Semua itu ia lakukan atas dasar kesadaran akan nilai-nilai spritualisme Islam, nilai-nilai luhur ajaran Islam di tengah-tengah banyak orang senang berjualan agama. Juga atas dasar kesadaran bahwa dalam soal beragama yang penting bukan sekadar bisa menjalankan ritual agama secara rutin di masjid atau gereja melainkan menjalankan praktik sikap keberagamaan dalam kehidupan nyata sehari-hari (religiusitas), juga tanpa harus berhitung mengenai perolehan jumlah pahala dan pertimbangan bisa masuk surga atau neraka.

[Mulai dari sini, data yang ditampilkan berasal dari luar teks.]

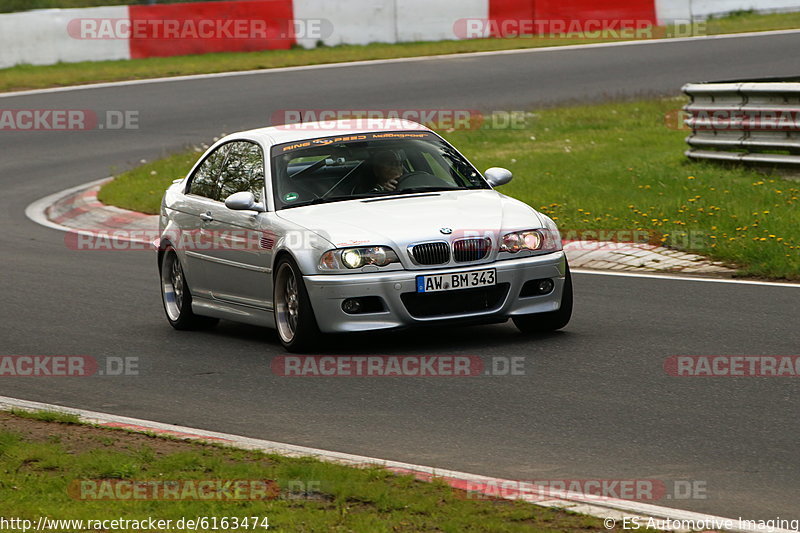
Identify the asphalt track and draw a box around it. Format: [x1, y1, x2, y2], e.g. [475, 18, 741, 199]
[0, 34, 800, 519]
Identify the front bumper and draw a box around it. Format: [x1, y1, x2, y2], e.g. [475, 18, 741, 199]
[303, 252, 567, 333]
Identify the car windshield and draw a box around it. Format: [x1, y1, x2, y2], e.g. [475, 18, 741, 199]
[272, 132, 490, 209]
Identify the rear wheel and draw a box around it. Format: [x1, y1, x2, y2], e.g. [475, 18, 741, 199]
[273, 257, 320, 352]
[512, 265, 572, 334]
[161, 247, 219, 330]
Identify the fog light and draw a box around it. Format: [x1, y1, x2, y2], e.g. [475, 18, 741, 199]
[342, 298, 361, 315]
[536, 279, 555, 294]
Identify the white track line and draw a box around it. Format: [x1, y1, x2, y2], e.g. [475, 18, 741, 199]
[0, 396, 797, 533]
[0, 30, 800, 98]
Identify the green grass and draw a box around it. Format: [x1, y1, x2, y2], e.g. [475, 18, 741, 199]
[0, 13, 800, 91]
[97, 148, 209, 215]
[11, 409, 80, 424]
[0, 413, 603, 533]
[100, 98, 800, 280]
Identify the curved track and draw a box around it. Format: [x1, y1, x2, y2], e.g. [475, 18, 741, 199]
[0, 34, 800, 519]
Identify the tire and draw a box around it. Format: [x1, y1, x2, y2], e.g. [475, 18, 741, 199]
[512, 265, 572, 334]
[273, 256, 320, 353]
[160, 246, 219, 330]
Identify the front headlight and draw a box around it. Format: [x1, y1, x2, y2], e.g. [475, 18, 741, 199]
[319, 246, 400, 270]
[500, 224, 561, 254]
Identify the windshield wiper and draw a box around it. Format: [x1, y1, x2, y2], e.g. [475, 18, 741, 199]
[392, 185, 468, 194]
[282, 193, 380, 209]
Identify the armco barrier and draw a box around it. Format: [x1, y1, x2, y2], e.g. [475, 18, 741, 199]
[0, 0, 800, 68]
[0, 6, 130, 68]
[130, 0, 295, 59]
[683, 82, 800, 165]
[655, 0, 800, 24]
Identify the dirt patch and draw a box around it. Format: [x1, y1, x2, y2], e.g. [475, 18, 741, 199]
[0, 412, 256, 461]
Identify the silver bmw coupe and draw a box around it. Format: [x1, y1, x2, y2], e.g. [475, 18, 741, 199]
[158, 119, 572, 352]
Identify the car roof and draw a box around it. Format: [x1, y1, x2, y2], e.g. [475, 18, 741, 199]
[221, 118, 431, 145]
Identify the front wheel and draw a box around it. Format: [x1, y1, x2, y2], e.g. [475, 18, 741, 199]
[161, 247, 219, 330]
[512, 265, 572, 334]
[273, 257, 320, 352]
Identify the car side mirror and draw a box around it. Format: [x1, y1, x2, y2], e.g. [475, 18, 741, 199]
[483, 167, 514, 187]
[225, 191, 266, 213]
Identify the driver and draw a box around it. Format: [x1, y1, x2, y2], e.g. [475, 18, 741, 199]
[370, 150, 403, 192]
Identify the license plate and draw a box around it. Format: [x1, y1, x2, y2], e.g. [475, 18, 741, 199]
[417, 268, 497, 292]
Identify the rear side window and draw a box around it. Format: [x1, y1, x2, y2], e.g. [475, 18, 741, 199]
[189, 144, 231, 200]
[219, 141, 264, 202]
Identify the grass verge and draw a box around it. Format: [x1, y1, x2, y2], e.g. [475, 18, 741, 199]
[99, 98, 800, 280]
[0, 12, 800, 91]
[0, 412, 604, 532]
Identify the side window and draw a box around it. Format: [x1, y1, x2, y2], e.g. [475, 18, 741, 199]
[189, 144, 230, 200]
[219, 141, 264, 202]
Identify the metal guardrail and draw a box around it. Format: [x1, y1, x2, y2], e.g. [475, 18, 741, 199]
[683, 82, 800, 165]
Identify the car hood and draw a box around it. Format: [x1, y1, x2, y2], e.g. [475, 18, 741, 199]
[278, 189, 543, 247]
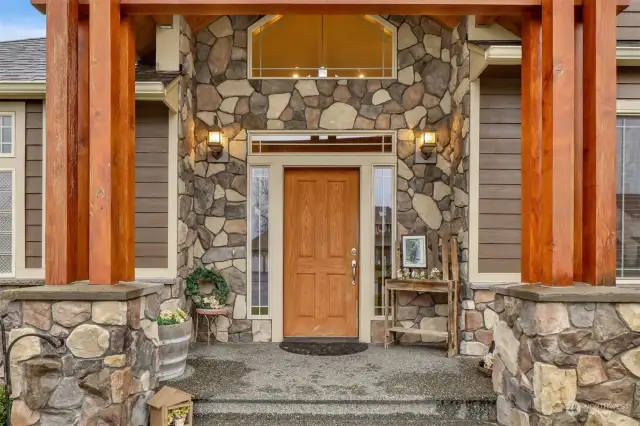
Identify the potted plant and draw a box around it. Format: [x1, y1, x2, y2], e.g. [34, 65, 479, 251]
[167, 405, 189, 426]
[156, 309, 192, 380]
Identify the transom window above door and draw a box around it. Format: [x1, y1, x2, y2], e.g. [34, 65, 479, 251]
[249, 15, 396, 79]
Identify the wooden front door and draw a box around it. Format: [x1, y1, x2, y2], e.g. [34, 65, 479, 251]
[284, 169, 360, 337]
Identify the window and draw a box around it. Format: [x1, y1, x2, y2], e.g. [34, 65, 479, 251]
[0, 170, 13, 275]
[373, 167, 395, 315]
[249, 15, 396, 78]
[251, 133, 394, 154]
[616, 117, 640, 278]
[250, 167, 269, 315]
[0, 114, 14, 156]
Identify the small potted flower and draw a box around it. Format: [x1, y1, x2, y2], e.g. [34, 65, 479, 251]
[156, 308, 192, 380]
[167, 406, 189, 426]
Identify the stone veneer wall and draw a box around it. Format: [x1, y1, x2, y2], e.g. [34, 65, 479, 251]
[178, 16, 469, 341]
[6, 294, 160, 426]
[493, 295, 640, 426]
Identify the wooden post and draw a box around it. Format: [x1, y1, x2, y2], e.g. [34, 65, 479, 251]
[76, 17, 91, 280]
[582, 0, 616, 286]
[115, 16, 136, 281]
[521, 15, 542, 283]
[573, 20, 584, 282]
[89, 0, 122, 284]
[45, 0, 78, 284]
[541, 0, 576, 286]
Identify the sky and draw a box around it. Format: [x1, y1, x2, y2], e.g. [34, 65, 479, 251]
[0, 0, 45, 41]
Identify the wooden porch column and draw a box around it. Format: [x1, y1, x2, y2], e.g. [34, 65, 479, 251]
[582, 0, 616, 286]
[89, 0, 122, 284]
[76, 17, 91, 280]
[115, 16, 136, 281]
[541, 0, 575, 286]
[521, 16, 542, 283]
[45, 0, 78, 284]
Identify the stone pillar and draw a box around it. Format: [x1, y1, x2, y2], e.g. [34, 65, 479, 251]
[3, 284, 163, 426]
[493, 285, 640, 426]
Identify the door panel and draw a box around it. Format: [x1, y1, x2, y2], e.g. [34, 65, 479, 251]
[284, 169, 360, 337]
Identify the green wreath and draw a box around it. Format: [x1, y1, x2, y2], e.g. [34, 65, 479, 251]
[184, 268, 229, 307]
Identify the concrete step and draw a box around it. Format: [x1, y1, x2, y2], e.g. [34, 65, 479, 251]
[194, 399, 496, 425]
[194, 413, 497, 426]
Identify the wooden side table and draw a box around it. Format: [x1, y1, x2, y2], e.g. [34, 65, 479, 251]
[193, 307, 230, 346]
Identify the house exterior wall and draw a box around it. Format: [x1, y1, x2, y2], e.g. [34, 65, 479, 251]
[178, 16, 469, 341]
[617, 0, 640, 43]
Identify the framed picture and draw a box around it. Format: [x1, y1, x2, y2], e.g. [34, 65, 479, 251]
[402, 235, 427, 268]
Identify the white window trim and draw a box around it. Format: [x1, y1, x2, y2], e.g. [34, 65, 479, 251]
[247, 15, 398, 80]
[0, 111, 16, 158]
[469, 79, 640, 288]
[0, 102, 27, 278]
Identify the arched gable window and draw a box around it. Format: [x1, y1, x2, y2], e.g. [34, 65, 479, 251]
[249, 15, 396, 79]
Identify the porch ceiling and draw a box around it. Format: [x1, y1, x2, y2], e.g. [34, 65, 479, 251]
[31, 0, 630, 16]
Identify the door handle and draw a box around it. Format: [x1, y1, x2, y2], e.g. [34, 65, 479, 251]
[351, 259, 358, 285]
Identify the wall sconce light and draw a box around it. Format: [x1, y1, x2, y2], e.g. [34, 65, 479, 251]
[415, 127, 438, 163]
[207, 115, 225, 158]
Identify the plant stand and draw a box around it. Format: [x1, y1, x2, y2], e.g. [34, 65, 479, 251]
[382, 238, 459, 357]
[193, 307, 229, 346]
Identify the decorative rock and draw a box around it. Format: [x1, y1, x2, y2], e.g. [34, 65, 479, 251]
[616, 303, 640, 331]
[420, 317, 447, 343]
[296, 80, 320, 98]
[412, 194, 442, 230]
[493, 321, 520, 374]
[267, 93, 291, 119]
[320, 102, 358, 130]
[66, 324, 110, 358]
[217, 80, 255, 98]
[9, 327, 41, 363]
[251, 320, 271, 342]
[398, 23, 418, 50]
[585, 407, 640, 426]
[196, 84, 222, 110]
[209, 16, 233, 38]
[91, 301, 127, 325]
[49, 377, 84, 408]
[22, 301, 51, 330]
[577, 356, 608, 386]
[620, 348, 640, 377]
[111, 367, 133, 404]
[104, 354, 127, 368]
[532, 362, 577, 415]
[11, 399, 40, 426]
[371, 89, 391, 105]
[460, 342, 489, 356]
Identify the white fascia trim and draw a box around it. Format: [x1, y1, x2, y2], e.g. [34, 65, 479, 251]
[484, 46, 640, 66]
[0, 79, 170, 100]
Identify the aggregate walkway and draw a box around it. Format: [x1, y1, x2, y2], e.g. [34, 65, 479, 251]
[167, 343, 495, 404]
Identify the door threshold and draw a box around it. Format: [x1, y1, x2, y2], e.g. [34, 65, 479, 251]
[282, 337, 359, 343]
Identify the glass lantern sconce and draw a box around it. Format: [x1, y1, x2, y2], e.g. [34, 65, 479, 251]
[415, 127, 438, 164]
[207, 115, 225, 158]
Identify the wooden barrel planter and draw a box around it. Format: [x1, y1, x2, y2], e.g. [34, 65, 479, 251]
[158, 318, 193, 380]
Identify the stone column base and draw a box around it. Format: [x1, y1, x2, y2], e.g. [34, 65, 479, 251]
[493, 285, 640, 426]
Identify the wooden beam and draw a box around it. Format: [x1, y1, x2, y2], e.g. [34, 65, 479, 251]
[76, 18, 91, 280]
[521, 15, 542, 283]
[582, 0, 616, 286]
[541, 0, 576, 286]
[45, 0, 78, 285]
[89, 0, 121, 284]
[573, 19, 584, 282]
[114, 16, 136, 281]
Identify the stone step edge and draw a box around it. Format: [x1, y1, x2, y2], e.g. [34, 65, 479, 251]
[194, 401, 496, 421]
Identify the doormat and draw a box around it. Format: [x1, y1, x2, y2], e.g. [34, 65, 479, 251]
[280, 341, 369, 356]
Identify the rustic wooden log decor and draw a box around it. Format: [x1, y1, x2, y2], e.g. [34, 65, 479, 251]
[382, 231, 460, 357]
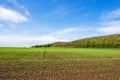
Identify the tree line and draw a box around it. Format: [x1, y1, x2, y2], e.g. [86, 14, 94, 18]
[33, 34, 120, 48]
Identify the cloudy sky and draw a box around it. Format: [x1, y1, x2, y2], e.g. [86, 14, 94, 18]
[0, 0, 120, 47]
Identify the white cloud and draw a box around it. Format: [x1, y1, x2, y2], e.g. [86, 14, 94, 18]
[0, 28, 91, 47]
[0, 24, 4, 28]
[101, 9, 120, 20]
[98, 26, 120, 34]
[98, 9, 120, 34]
[0, 6, 28, 23]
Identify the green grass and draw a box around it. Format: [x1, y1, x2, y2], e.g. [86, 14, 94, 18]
[0, 48, 120, 80]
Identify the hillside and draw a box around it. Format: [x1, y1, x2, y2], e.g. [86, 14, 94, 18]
[33, 34, 120, 48]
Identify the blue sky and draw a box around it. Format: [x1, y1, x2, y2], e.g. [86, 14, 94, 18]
[0, 0, 120, 47]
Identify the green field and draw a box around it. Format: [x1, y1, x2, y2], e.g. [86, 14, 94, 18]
[0, 48, 120, 80]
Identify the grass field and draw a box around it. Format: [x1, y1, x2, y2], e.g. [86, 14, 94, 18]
[0, 48, 120, 80]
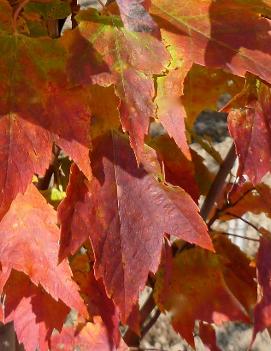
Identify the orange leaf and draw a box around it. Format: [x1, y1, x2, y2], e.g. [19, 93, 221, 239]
[4, 271, 69, 351]
[155, 248, 249, 346]
[60, 133, 212, 321]
[0, 185, 88, 316]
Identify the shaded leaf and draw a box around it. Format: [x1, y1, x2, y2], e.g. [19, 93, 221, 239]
[253, 233, 271, 340]
[150, 135, 202, 202]
[155, 248, 249, 346]
[24, 0, 71, 20]
[0, 185, 87, 316]
[51, 317, 128, 351]
[213, 235, 257, 315]
[155, 70, 191, 159]
[71, 254, 120, 345]
[63, 10, 169, 160]
[1, 271, 69, 351]
[60, 133, 212, 321]
[0, 15, 90, 216]
[182, 65, 244, 128]
[220, 182, 271, 221]
[228, 82, 271, 185]
[117, 0, 160, 38]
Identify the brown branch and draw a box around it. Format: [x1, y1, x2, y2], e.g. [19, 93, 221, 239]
[215, 230, 259, 242]
[200, 144, 236, 221]
[225, 212, 262, 234]
[123, 293, 156, 347]
[141, 308, 161, 338]
[12, 0, 30, 33]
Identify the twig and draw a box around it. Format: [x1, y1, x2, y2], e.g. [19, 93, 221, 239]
[123, 293, 156, 347]
[215, 230, 259, 242]
[97, 0, 105, 9]
[200, 144, 236, 221]
[224, 212, 261, 234]
[12, 0, 30, 33]
[71, 0, 80, 29]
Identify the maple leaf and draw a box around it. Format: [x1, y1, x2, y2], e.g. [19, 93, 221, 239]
[1, 271, 69, 351]
[154, 248, 249, 347]
[0, 6, 90, 216]
[228, 82, 271, 185]
[220, 182, 271, 221]
[71, 254, 120, 345]
[0, 185, 87, 316]
[117, 0, 160, 38]
[252, 233, 271, 341]
[51, 317, 129, 351]
[59, 132, 212, 321]
[150, 0, 271, 82]
[62, 10, 169, 160]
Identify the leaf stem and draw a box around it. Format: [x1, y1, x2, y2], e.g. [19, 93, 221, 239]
[200, 144, 236, 221]
[225, 212, 261, 234]
[215, 230, 259, 242]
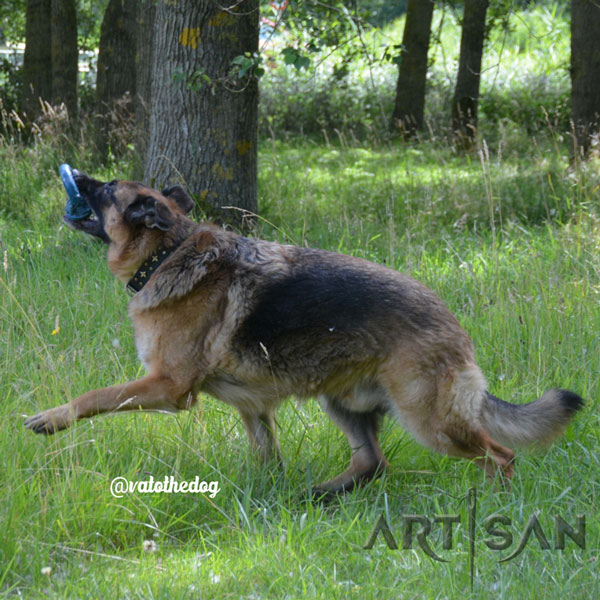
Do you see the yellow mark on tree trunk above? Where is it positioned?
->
[212,163,233,181]
[235,140,252,156]
[179,27,202,49]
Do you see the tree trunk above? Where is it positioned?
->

Dimensi ketiga ke- Sundaan. Sebagai tokoh orang Sunda KDM mencoba mengajak dan memberi contoh mengenai cara memahami dan memaknai idiom Sunda secara lebih luas, mendalam dan substantif, yakni Sunda sebagai nilai-nilai luhur peradaban umat manusia, sebuah cara pandang yang sudah lama dilupakan oleh kebanyakan orang Sunda sendiri dimana pemahaman Sunda selama ini sering hanya dipahami dan diidentikkan sebatas definisi suku, etnis, bahasa, dan seni budaya.
.
Sunda sesungguhnya cahaya nilai-nilai dari Yang Maha Agung (Dalam bahasa Sansekerta , Sun=cahaya, Da= Agung) yang merupakan ibu atau cikal bakal dari peradaban umat manusia. Ajaran Sunda lah yang mengajarkan konsep keseimbangan hidup dengan alam dan cara berserah diri manusia di hadapan Sang Pencipta dan alam semesta.
Jika KDM sempat menangis saat melihat gunung dan hutan yang telah dirusak oleh sekelompok orang tak bertanggung jawab, itu karena ia mengerti bahwa hutan dan gunung adalah sumber kehidupan dan pepohonan yang tumbuh di dalamnya adalah penangkal dari segala penderitaan umat manusia (dalam bahasa Sunda pohon disebut juga tangkal, asal kata dari penangkal).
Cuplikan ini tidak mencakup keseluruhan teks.